Asked whether U.S. forces would kill bin Laden on sight, Gen. Richard B. Myers, chairman of the Joint Chiefs of Staff, said it depends on what happens when he's found.

"If it's a defensive situation, then bullets will fly, but if we can capture somebody, then we'll do that," he said on ABC's "This Week."

The U.S.-led military campaign already has crippled terrorists' bases and their ability to train in Afghanistan, Myers said.

"They won't be doing any training in the near future in Afghanistan," he said.

The aerial bombing began Oct. 7, followed by the first publicly acknowledged ground assaults Saturday.

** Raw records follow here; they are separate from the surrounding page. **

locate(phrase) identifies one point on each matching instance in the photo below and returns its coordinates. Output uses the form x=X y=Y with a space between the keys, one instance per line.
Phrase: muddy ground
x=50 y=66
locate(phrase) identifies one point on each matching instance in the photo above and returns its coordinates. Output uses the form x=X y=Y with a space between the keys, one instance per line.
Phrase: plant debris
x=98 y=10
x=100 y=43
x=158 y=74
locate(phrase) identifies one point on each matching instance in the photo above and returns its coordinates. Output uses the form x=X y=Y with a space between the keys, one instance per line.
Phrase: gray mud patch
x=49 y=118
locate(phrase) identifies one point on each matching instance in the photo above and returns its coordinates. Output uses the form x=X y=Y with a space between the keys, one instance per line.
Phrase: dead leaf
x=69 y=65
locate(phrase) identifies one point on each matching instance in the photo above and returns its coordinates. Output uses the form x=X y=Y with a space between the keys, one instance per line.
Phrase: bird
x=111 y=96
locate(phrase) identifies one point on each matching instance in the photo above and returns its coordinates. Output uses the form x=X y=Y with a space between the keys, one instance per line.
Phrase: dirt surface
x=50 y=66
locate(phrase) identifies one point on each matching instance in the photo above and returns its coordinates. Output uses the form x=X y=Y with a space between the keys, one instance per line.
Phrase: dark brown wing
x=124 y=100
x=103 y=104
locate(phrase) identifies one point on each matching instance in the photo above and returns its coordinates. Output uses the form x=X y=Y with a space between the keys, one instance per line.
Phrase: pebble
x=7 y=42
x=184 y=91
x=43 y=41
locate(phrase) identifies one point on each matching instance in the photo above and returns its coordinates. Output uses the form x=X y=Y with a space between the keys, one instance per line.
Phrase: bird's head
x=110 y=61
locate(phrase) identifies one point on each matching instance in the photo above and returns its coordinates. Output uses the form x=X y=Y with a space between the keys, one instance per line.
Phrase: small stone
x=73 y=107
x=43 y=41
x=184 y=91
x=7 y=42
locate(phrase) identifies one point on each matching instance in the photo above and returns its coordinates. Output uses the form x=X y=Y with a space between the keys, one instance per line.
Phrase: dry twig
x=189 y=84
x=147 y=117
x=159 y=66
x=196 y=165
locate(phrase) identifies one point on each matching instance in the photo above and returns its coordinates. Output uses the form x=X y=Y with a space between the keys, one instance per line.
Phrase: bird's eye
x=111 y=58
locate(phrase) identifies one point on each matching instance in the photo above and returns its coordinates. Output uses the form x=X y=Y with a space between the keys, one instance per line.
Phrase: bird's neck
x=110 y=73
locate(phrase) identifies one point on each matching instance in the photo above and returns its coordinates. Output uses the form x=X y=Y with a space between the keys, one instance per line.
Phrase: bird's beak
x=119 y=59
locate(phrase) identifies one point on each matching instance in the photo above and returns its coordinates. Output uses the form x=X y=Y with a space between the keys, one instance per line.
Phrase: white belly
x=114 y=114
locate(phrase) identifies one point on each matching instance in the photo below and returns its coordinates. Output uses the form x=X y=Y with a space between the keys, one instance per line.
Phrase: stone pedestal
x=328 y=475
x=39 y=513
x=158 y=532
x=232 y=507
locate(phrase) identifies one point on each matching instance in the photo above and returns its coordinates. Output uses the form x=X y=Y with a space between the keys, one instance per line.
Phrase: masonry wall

In lightning strikes under cover of darkness, 100 airborne Army Rangers and other special forces hit a Taliban-controlled airfield and a residence of Taliban leader Mullah Mohammed Omar near the southern city of Kandahar. They destroyed a cache of weapons, killed an undetermined number of Taliban forces and accomplished their objectives, the Pentagon said.

They also left behind a message copies of a photo of firemen raising the American flag on the rubble of the World Trade Center superimposed with the words "Freedom Endures," a Pentagon official said.

Also Sunday, the British Broadcasting Corp. quoted an Afghan doctor as saying the 10-year-old son of Taliban leader Omar was killed during U.S.-led strikes. The boy died two weeks ago, on the first night of bombing raids on the Taliban stronghold of Kandahar, Dr. Abdul Barri said.